Kognitive Dissonanzen bei der Kundschaft

Ähnlich reagierte auch Lang auf das Ergebnis der spontanen Publikumsumfrage von Moderator Keller. Dieser wollte wissen, ob die Leute im Saal bereit wären, für ein T-Shirt ein paar Rappen mehr zu bezahlen, um die Arbeitskräfte in den Ursprungsländern besser zu entlöhnen, was unisono bejaht wurde. Lang kommentierte die Reaktion des Publikums als «kognitive Dissonanz», die Migros in ähnlichen Umfragen schon des Öfteren festgestellt habe. «Die Kunden hätten zwar gute Absichten. Letztlich führt im Laden dann aber doch der günstigere Preis zur Kaufentscheidung.» Der Sozialwissenschaftler Bernd Nilles, Leiter des Hilfswerkes «Fastenopfer», erklärte: «Wir haben ein Wirtschaftssystem geschaffen, das auf der Ausbeutung der entlegensten Gegenden dieser Welt beruht.» Unser Wohlstand dürfe aber nicht das Elend der Ärmsten zur Folge haben. Deshalb sei es wichtig, die Unternehmen und Sportverbände wie die Fifa auf die Missstände – zum Beispiel Wanderarbeiter beim Bau der Fussball-WM-Stadien in Katar, die wie Leibeigene gehalten werden – anzusprechen. Und darauf hinzuwirken, dass künftige WM-Vergaben an entsprechende Bedingungen geknüpft werden, damit sich derartige Missstände nicht wiederholten.

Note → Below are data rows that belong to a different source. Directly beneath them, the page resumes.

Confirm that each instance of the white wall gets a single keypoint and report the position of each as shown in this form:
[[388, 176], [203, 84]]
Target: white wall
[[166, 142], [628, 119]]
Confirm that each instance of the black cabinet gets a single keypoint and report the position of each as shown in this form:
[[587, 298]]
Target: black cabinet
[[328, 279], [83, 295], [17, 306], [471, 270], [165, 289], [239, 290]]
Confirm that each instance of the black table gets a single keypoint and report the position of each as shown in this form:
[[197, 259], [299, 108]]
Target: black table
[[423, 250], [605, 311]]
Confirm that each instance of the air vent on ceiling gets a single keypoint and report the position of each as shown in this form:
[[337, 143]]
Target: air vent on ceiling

Generell schwinge in den Wohlstandsgesellschaften das Thema Menschenrechte bzw. deren Verletzung immer irgendwo mit. Die Leute seien sich dessen aber zu wenig bewusst. Das gelte es zu ändern. In der Schweiz seien die grossen Unternehmen der Welt zu Gast. Deshalb sei die Verantwortung der Schweiz auch so gross, schloss Nilles.